If you want an intuitive proof (not as rigorous as a true proof, of course, but one could make it so) of Turing’s theorem, you can construct one from a varient of the Berry paradox. Suppose you have an algorithm, of length N bits, which can solve the halting problem for an arbitrary input program. Then you could include that in some other master program, of length not much more than N (let’s say the length of your program is M), which systematically looks at every program of length M or less, determines whether it will halt, and then (if it halts) runs that program as a subroutine to find out what it outputs. It then takes the set of all of the positive integers output by all those programs, and finds the smallest positive integer which is not output by any of them, and then outputs that integer. So our master program is now outputting a number, call it X, which is not output by any program of length M bits or less. But our master program is itself a program of length M bits or less, and so there is, in fact, a program of M bits or less which outputs X. So we have a contradiction, and so our assumption must be false, and there is no algorithm which can always determine whether an arbitrary program will halt.

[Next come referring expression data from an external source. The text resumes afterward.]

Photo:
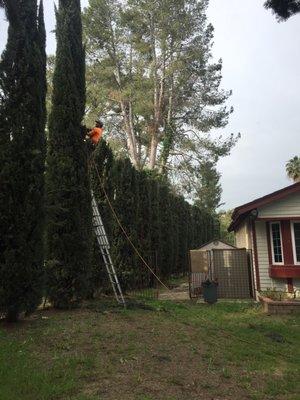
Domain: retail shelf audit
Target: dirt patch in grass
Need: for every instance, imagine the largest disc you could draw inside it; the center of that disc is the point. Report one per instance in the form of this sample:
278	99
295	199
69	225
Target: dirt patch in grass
162	351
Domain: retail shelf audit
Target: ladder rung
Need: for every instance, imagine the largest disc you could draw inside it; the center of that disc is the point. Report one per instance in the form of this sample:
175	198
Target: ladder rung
104	247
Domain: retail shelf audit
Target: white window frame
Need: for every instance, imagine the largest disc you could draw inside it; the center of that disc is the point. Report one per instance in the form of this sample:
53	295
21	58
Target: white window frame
271	240
294	242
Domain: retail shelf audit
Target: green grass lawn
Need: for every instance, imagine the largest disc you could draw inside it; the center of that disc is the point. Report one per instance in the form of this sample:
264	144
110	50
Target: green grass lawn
161	351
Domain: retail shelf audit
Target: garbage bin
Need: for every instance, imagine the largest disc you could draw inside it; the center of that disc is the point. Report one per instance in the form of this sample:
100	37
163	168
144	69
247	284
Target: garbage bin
210	291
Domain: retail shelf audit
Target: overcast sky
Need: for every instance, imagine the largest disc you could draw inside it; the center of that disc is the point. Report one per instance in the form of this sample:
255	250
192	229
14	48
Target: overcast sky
261	60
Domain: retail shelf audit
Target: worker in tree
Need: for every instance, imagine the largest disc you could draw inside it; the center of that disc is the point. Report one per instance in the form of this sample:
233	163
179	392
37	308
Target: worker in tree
96	133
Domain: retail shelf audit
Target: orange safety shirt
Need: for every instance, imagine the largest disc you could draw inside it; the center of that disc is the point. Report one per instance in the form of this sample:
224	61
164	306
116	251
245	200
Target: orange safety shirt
96	134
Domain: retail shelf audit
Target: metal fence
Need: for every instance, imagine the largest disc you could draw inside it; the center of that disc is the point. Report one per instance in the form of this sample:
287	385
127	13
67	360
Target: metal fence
231	268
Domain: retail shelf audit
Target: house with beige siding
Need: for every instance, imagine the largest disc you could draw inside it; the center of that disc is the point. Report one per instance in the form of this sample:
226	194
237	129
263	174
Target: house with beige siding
270	227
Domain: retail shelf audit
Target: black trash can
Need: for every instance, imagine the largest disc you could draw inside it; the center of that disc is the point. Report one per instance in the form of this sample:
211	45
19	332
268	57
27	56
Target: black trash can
210	291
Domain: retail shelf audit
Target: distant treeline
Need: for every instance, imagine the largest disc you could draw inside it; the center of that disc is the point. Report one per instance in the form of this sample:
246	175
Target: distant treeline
162	225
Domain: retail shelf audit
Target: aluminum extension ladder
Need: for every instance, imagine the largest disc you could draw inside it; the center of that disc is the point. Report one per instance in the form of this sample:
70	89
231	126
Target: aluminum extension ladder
104	247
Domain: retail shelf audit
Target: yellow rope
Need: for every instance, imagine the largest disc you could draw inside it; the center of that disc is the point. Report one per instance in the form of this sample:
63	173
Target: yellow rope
123	229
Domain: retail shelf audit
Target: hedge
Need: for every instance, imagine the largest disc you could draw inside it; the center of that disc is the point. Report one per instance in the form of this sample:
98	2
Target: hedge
162	225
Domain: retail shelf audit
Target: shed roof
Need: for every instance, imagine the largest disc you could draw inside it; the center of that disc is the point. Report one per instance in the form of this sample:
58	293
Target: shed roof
216	240
241	212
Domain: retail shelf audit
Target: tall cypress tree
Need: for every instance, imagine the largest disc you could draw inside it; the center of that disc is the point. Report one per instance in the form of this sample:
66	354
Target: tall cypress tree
68	200
22	150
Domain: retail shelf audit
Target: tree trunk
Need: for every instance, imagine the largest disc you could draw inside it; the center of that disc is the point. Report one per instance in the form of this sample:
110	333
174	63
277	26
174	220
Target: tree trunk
153	151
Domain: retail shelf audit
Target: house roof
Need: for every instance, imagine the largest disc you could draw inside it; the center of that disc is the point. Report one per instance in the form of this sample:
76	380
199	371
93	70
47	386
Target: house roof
241	212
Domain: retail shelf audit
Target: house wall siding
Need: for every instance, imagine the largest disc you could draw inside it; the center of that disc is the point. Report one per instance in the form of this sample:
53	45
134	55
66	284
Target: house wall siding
287	207
263	259
243	236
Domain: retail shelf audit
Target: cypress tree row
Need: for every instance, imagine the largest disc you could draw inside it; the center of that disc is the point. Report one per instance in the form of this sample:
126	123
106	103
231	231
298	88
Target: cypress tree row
22	153
156	220
69	234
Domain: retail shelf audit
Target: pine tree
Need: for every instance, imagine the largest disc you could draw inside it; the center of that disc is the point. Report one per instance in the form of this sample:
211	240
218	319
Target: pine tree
22	151
293	169
283	9
208	190
69	234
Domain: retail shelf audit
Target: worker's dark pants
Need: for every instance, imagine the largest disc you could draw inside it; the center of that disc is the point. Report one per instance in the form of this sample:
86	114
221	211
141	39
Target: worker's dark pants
90	147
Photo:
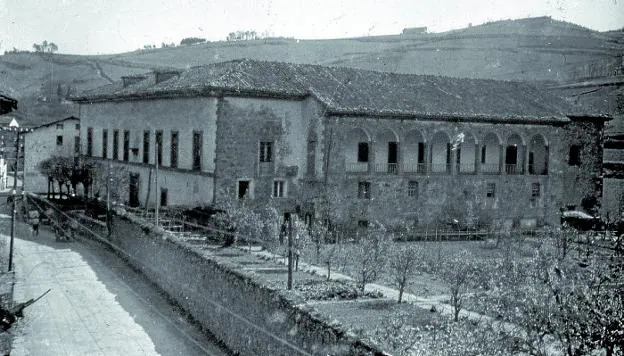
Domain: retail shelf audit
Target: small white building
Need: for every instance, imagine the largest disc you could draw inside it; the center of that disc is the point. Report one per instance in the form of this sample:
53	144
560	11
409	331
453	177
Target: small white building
57	138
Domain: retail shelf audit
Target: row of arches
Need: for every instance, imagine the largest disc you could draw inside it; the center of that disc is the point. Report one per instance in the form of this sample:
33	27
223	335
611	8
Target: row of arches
443	153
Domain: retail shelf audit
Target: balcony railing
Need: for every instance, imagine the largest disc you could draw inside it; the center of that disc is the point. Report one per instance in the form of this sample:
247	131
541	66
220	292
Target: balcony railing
490	168
266	169
357	167
538	170
513	169
420	168
440	168
390	168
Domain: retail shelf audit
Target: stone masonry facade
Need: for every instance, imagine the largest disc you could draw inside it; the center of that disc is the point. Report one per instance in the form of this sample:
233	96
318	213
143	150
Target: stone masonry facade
291	147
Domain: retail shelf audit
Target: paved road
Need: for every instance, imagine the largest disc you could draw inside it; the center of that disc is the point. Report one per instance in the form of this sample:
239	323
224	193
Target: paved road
97	305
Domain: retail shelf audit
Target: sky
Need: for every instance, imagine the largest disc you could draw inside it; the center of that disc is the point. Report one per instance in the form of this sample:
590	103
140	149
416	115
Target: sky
115	26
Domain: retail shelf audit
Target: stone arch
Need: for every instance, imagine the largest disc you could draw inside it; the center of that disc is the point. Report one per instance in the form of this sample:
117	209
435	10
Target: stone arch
414	152
514	154
466	153
386	151
357	150
491	153
538	155
440	152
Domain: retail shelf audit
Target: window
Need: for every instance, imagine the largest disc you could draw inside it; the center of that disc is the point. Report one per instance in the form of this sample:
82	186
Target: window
104	143
364	190
244	189
363	152
421	152
126	145
174	149
412	189
279	189
574	158
146	137
311	158
197	150
266	151
163	196
90	141
159	147
116	144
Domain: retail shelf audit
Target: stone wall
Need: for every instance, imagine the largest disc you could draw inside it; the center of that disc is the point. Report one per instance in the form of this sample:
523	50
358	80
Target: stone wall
246	316
183	115
446	195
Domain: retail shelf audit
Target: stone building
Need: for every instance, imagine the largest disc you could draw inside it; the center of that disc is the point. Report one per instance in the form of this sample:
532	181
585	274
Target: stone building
56	138
385	146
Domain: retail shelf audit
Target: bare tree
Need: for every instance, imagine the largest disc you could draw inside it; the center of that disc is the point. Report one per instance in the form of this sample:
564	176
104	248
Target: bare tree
458	271
404	263
370	255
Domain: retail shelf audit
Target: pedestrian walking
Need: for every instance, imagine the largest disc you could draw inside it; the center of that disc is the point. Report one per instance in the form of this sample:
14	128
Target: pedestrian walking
34	221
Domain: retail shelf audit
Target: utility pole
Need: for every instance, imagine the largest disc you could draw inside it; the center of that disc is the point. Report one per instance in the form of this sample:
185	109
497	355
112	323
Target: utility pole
156	195
109	217
14	192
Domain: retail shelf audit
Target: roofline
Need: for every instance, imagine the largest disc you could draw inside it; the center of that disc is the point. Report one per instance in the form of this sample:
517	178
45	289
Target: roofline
451	117
595	117
189	93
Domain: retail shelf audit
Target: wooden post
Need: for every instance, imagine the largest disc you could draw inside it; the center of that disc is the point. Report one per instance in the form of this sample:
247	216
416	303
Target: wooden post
290	260
14	193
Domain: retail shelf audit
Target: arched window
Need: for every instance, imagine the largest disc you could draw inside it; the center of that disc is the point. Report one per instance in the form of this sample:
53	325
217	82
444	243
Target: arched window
514	155
490	154
414	156
538	155
440	153
466	154
357	151
386	152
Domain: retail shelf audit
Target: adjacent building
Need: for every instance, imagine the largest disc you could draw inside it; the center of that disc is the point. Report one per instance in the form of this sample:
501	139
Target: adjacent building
56	138
386	146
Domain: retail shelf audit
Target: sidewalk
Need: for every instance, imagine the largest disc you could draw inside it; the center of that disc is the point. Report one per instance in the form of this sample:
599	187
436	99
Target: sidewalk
97	305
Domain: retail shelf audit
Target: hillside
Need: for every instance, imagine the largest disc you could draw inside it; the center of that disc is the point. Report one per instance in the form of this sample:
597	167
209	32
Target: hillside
535	49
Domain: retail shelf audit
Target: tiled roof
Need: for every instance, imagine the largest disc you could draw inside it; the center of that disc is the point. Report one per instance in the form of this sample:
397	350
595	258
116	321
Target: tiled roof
7	104
349	91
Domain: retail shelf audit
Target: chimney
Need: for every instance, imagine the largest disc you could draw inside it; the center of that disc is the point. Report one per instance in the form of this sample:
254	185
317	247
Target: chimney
132	79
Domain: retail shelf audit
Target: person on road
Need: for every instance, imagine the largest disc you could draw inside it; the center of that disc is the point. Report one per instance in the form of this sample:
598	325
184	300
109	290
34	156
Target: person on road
34	221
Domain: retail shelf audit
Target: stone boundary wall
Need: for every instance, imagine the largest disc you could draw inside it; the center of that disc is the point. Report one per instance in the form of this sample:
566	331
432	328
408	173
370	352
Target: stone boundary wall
249	318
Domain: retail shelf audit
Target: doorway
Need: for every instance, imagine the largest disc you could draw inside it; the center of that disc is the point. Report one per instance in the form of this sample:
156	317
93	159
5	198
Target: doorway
133	191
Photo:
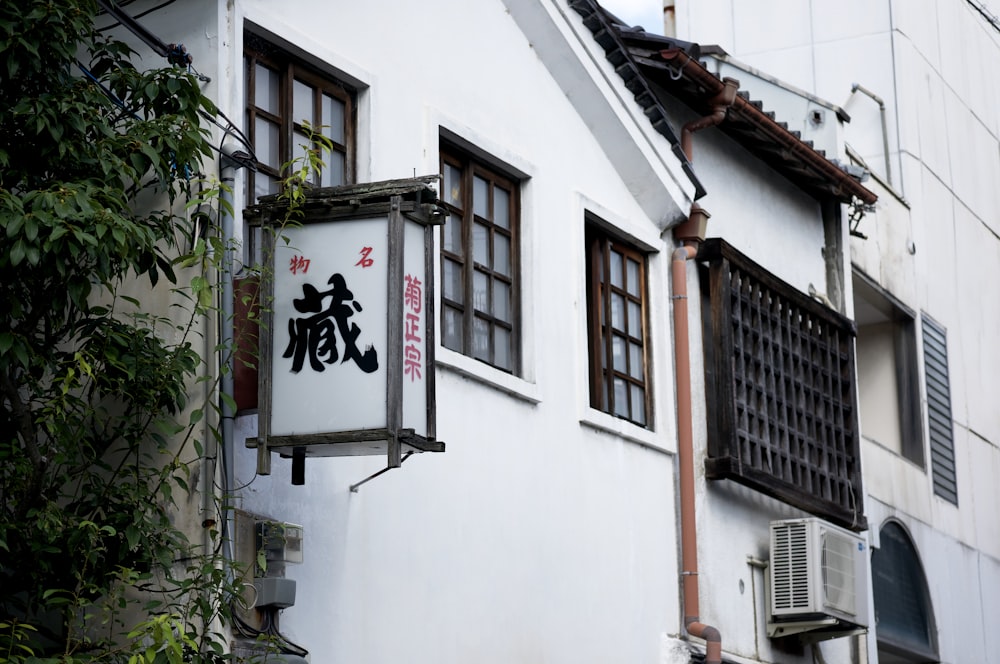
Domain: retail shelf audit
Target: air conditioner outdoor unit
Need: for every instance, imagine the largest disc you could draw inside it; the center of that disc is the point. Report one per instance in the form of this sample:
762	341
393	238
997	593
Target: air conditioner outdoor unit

But that does not address the question of the OP.
-FrL-
“determine” means “decide”. For various reasons, it’s convenient to look at problems as a collection of binary strings, and to call such a collection a language L. A program P decides a language L iff P(x) = 1 whenever x is an element of L, and 0 otherwise.
Yes, but that’s just the halting problem. He’s asking something subtly different: Given a program P, does there exist an algorithm (specific to P, and whether or not we know how to find it), that answers halt(P) (only)? It seems that it’s possible for the answer to this question to be “yes,” even thought the halting problem tells us it’s not possible to use a single algorithm for all programs; it’s possble that “finding” the algorithm for P is nonomputable, even though the algorithm does exist.
In the degenerate case mentioned by a poster above, for example, an algorithm that prints “yes” and one that prints “no” covers the cases–and both are highly computable. What’s not computable is which one to use.